Re: [Distutils] Google Auth is broken for PyPI

Donald Stufft Sun, 15 Feb 2015 15:53:39 -0800

> On Feb 15, 2015, at 5:25 PM, Robert Collins <robe...@robertcollins.net> wrote:
> 
> I probably shouldn't, but I feel compelled to reply :).
> 
> On 11 February 2015 at 06:33, Donald Stufft <don...@stufft.io> wrote:
>> 
>>> On Feb 10, 2015, at 11:23 AM, Martin v. Löwis <mar...@v.loewis.de> wrote:
>>> 
>>> Am 10.02.15 um 15:36 schrieb Donald Stufft:
>>>> Honestly, I’d rather have less federated login not more. I wish the 
>>>> current OpenID support had never been added.
>>>> 
>>> 
>>> Can you please elaborate on that position? Why is it useful to have
>>> separate accounts on separate systems?
>> 
>> Sure.
>> 
>> So the basic premise behind federated auth is that you can get a single set
>> of credentials on all (or most) of your sites and eliminate the need to have 
>> a
>> password for each site you visit.
>> 
>> My opinion is basically influenced by a number of factors:
>> 
>> 1. I feel like the goal of federated auth has failed in general and is 
>> unlikely
>>   to ever succeed. As a user of websites I have over 400 different entries in
>>   my password manager, even if 50% of them implement federated auth (which I
>>   feel like is a high number but that's not backed by math, just gut feeling)
>>   that's still over 200 entries I need to maintain in my password manager. In
>>   this case federated auth has not meaningfully reduced the burden of
>>   maintaining password for me since maintaining 200 isn't any easier than 400
>>   and instead it just complicates my login flow
> 
> So, what is success here? I'd call 200 less passwords to maintain and
> rotate on a regular basis a GOOD THING. I very much doubt that you
> would have 2FA set up on the other 200 things, so that would mean a
> change from 400 sites w only a couple having 2FA to 200 with regular
> rotations and 2FA, and 200 liabilities.

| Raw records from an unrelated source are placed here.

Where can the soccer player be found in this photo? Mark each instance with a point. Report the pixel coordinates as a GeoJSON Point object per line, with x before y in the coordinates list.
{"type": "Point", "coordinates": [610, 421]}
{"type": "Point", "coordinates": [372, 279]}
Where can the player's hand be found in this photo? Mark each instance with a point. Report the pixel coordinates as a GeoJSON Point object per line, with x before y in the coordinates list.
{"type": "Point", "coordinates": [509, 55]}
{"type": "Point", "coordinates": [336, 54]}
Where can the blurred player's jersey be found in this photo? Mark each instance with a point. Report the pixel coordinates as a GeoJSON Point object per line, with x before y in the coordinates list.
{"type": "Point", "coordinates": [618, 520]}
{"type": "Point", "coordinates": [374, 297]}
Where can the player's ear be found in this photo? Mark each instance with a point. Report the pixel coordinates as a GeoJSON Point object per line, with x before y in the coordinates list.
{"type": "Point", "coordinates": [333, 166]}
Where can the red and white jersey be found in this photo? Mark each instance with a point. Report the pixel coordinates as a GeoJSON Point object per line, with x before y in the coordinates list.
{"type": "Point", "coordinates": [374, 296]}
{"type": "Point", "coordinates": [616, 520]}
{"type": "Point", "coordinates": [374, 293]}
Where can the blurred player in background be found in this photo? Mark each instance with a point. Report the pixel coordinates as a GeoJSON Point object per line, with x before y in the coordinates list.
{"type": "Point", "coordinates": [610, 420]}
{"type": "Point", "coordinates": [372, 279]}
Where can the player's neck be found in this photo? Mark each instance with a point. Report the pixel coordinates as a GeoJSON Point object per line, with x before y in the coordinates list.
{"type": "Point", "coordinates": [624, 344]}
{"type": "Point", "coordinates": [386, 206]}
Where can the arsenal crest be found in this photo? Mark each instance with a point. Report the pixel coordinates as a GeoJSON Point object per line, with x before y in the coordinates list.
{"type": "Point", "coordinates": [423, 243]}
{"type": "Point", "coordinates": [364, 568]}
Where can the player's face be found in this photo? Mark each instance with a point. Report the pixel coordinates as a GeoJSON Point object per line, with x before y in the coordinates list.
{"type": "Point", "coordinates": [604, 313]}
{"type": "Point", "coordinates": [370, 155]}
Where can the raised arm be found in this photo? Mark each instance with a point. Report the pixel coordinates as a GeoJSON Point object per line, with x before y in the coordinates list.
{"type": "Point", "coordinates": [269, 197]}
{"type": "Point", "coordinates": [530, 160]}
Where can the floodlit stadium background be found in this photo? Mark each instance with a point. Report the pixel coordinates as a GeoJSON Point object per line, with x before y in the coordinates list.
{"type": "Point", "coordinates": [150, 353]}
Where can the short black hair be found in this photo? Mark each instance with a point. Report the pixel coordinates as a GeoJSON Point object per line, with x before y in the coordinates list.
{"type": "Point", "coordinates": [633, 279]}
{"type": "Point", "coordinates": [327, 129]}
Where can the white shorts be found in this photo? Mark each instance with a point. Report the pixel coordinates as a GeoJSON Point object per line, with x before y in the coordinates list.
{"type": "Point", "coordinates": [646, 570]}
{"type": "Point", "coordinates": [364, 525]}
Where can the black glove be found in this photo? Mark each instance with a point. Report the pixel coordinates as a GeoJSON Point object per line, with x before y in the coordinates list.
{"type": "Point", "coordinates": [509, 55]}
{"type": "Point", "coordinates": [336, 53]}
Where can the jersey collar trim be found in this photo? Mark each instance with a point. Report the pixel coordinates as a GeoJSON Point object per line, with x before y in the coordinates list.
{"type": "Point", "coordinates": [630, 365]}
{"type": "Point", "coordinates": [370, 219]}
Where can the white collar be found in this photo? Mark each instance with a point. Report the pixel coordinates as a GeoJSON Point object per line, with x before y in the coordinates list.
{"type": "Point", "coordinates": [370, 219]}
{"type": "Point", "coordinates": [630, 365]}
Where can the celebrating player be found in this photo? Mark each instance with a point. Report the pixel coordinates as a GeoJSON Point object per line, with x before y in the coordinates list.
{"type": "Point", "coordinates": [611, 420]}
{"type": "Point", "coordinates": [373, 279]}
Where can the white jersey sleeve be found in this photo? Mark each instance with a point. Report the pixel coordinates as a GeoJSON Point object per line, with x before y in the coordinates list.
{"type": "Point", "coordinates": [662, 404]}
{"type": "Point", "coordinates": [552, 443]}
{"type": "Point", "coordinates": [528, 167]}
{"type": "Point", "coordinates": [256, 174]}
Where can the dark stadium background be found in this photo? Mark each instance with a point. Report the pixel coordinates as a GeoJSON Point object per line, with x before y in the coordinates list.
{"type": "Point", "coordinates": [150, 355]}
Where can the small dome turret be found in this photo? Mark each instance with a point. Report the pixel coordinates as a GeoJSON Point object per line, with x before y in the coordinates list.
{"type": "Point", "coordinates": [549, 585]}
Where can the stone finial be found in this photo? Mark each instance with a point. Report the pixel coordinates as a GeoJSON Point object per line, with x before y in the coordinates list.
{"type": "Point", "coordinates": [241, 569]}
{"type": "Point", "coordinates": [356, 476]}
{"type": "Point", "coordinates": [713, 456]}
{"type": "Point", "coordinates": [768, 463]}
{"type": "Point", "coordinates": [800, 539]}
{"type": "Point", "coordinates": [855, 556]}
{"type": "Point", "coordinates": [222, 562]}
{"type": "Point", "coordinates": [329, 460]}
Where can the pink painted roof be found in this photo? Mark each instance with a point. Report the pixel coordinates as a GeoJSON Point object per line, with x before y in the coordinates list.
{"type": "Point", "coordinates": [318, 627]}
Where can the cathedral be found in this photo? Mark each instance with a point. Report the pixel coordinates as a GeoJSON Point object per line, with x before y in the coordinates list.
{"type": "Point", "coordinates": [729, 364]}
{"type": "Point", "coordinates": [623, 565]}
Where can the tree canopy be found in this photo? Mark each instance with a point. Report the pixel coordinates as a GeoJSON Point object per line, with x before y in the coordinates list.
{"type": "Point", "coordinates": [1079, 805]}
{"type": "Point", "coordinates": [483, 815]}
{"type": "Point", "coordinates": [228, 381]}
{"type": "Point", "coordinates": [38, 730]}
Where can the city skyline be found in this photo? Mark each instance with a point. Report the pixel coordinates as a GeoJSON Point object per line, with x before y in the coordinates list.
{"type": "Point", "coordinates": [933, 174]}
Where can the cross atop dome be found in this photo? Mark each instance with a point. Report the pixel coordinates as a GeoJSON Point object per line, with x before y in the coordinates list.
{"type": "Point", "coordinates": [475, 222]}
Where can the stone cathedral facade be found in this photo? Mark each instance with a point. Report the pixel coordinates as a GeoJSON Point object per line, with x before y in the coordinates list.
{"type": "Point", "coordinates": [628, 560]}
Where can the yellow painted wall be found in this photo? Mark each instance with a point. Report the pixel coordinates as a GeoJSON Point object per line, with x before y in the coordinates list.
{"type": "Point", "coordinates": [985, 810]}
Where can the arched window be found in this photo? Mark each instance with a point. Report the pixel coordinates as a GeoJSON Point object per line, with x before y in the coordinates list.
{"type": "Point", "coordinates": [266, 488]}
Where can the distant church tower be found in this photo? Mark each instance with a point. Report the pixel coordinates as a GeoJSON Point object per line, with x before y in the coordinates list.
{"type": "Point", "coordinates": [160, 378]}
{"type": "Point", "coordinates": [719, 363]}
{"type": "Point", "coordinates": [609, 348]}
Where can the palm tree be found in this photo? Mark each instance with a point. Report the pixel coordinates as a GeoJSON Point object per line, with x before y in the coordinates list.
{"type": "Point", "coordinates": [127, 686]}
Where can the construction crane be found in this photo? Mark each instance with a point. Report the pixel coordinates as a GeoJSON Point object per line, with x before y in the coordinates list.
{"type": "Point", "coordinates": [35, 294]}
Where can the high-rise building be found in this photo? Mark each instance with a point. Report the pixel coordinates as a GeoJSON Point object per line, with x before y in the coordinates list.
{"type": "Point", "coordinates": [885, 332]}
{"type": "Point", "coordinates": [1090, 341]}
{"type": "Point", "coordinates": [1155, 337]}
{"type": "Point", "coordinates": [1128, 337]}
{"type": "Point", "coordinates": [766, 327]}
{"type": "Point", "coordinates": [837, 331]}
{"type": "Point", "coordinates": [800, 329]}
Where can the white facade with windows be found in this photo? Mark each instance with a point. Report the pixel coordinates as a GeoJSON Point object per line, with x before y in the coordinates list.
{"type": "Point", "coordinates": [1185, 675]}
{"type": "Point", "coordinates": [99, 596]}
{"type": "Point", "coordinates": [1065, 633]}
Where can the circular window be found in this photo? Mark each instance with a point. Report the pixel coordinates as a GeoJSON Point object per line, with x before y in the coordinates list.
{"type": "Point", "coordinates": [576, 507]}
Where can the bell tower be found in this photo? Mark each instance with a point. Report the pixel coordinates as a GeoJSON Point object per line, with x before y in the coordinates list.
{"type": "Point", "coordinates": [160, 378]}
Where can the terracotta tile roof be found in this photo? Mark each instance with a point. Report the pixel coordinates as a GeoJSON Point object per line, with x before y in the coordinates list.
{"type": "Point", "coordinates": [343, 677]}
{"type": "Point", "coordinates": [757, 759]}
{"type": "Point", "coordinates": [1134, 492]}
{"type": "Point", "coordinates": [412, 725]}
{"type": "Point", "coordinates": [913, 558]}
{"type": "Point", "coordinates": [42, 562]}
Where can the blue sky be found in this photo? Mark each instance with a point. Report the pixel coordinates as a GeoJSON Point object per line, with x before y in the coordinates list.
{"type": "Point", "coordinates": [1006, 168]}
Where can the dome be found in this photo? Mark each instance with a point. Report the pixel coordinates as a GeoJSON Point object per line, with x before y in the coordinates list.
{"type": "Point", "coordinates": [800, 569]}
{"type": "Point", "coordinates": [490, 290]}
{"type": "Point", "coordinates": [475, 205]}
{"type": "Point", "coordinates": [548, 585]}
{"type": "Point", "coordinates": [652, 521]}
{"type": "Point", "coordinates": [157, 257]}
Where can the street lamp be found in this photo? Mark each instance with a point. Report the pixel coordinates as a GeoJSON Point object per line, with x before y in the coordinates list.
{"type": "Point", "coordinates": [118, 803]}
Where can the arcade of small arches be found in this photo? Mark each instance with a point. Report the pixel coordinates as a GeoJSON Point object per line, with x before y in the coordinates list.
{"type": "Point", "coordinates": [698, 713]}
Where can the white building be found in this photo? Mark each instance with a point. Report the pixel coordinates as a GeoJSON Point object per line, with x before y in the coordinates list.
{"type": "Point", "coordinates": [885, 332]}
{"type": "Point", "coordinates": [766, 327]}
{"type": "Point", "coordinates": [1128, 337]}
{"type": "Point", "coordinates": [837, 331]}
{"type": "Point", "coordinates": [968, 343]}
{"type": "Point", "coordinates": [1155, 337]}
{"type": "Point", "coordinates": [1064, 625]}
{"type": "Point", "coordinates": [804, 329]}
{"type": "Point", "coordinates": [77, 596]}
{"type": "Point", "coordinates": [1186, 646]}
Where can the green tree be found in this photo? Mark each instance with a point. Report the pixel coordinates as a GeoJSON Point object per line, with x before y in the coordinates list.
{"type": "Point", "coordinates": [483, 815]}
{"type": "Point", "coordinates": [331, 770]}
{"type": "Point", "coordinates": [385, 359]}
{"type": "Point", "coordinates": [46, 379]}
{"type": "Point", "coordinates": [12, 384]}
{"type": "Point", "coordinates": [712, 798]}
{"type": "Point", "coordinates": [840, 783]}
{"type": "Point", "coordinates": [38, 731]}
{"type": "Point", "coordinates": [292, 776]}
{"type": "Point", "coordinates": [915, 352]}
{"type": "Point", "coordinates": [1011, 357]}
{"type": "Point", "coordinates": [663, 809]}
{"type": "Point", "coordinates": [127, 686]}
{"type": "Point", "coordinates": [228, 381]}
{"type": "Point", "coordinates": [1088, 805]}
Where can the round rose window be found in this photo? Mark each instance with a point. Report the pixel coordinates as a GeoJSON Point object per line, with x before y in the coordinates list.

Success (for me) is when federated auth enables me to no longer need to worry
about passwords in my day to day use of the web. Currently it's not even close
and it doesn't appear to be getting any closer. The places where it is even
possible it's generally only possible to sign in with Github/Twitter/Facebook
and I'm unwilling to place the ability to authenticate as me to a wide number
of services with them. The only time I'm willing to do so is "throw away" sites
where my account on those sites don't really matter to me.


> 
>> 2. As a site operator I feel like authentication is a core part of the
>>   experience of using my site and by allowing federated auth on my site I'm
>>   giving up control over that user flow. A relevant example from PyPI is that
>>   a number of users signed up using MyOpenID which is no longer being
>>   maintained. This means that either PyPI has to tell those people
>>   "tough shit" or PyPI needs to figure out a mitigation tactic against that.
>>   Another example is that launchpad randomly starts failing for people, and
>>   it'll fail consistently for the same person until it just stops failing for
>>   them. I'm unable to actually reproduce this error so it's extremely hard
>>   for me to do anything else but shrug and tell them not to use it.
> 
> I'm genuinely curious here. Why do you feel that authentication is a
> core part of the experience? Its a necessary part, sure. But I find it
> hard to imagine that many people say 'that bug tracking site, its got
> *awesome authentication*'! I see authentication as something that is
> very very hard to get right, and incredibly easy to get wrong. I don't
> trust folk that are experts in e.g. bugtracking. Or code hosting. Or
> todo list management to necessarily understand all the intricacies of
> password handling (e.g. *how many sites don't use PBKDF2*!) Or worse
> truncate the input password you give to 8 characters (yes, seriously).
> Its not that the site operators aren't trustworthy in general, its
> that password handling is nasty:
> - its hard to get right
> - you won't know if you got it wrong until you or your users are compromised
> - even sites with dedicated teams doing just the IdP aspect get it wrong
> 
> I consider it irresponsible for less well resources sites to get into
> credentials management unless they truely have no choice: they're
> tackling something they're almost certain to get wrong.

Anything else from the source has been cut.